The Navy seeks longer-range torpedoes as part of a greater strategy to keep submarines further away from potential targets while a third party, such as a P-8 Poseidon aircraft, provides targeting data, Brian Clark of the Center for Strategic and Budgetary Assessments told Defense News Wednesday.
"If you can extend that range to 50 or more miles, you can attack submarines without your sub having to hold that target organically with its sensors," Clark, an analyst and former submarine officer, said. Firing at a target 50 miles away would not necessarily give away the location of the submarine, facilitating the goal of remaining out of sight.

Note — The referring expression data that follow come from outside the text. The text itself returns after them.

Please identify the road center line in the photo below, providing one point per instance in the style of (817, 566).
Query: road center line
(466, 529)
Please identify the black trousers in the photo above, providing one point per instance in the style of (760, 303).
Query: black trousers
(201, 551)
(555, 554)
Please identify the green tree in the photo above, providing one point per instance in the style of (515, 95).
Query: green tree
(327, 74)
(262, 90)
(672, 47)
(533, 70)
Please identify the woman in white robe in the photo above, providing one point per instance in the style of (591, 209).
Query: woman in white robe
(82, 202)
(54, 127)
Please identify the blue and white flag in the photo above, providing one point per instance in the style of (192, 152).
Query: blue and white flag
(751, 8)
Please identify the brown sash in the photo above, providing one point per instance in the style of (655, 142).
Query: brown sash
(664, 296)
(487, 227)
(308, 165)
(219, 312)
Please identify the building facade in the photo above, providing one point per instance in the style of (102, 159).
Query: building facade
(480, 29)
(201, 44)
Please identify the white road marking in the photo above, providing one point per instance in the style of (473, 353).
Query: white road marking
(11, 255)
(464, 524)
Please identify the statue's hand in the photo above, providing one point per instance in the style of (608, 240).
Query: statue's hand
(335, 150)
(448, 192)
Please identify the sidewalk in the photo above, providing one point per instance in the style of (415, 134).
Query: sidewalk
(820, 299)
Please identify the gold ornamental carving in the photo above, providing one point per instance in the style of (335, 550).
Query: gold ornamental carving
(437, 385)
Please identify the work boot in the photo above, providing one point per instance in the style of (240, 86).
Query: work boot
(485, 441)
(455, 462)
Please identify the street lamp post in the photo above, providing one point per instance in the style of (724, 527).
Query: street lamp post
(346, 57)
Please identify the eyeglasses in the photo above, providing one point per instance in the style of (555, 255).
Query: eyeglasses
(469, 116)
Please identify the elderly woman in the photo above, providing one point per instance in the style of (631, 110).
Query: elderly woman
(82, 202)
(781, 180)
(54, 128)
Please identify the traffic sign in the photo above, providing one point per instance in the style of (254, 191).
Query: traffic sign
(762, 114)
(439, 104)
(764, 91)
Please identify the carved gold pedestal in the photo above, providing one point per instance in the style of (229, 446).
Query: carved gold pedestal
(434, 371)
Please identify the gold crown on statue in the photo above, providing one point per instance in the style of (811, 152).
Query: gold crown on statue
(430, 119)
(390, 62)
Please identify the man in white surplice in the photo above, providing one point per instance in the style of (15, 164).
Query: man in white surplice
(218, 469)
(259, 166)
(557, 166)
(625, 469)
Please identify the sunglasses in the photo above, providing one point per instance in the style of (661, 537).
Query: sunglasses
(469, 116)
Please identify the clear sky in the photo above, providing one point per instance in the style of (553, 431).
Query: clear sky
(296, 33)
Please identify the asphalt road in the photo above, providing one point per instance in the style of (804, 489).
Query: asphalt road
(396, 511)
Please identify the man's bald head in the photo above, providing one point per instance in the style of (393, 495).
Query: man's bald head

By capitalizing on this method, submarines could serve as a submerged platform loaded with a lot of weapons — and get the most out of those weapons. "If you have 30 torpedoes on board, you may only have one or two targets within range of your sensors and weapons," the analyst noted.
The idea is to adopt tactics the surface Navy is developing. For instance, the US is developing techniques to monitor aerial conditions for ballistic missile launches. The concept being developed by the surface Navy is to have an F-35 or E-2D collect and relay kill-quality data to the surface ship, which would then seek to neutralize a hostile asset with long-range missiles.
In order to accomplish the new underwater warfare tactic, to delegate target-tracking duties to third-parties instead of the sub itself, the Office of Naval Research gave Aerojet Rocketdyne about $2.6 million on Tuesday to develop more efficient engines for the Mark-48 torpedo that travel further on the same amount of the Navy's standard Otto fuel propellant, Defense News reported.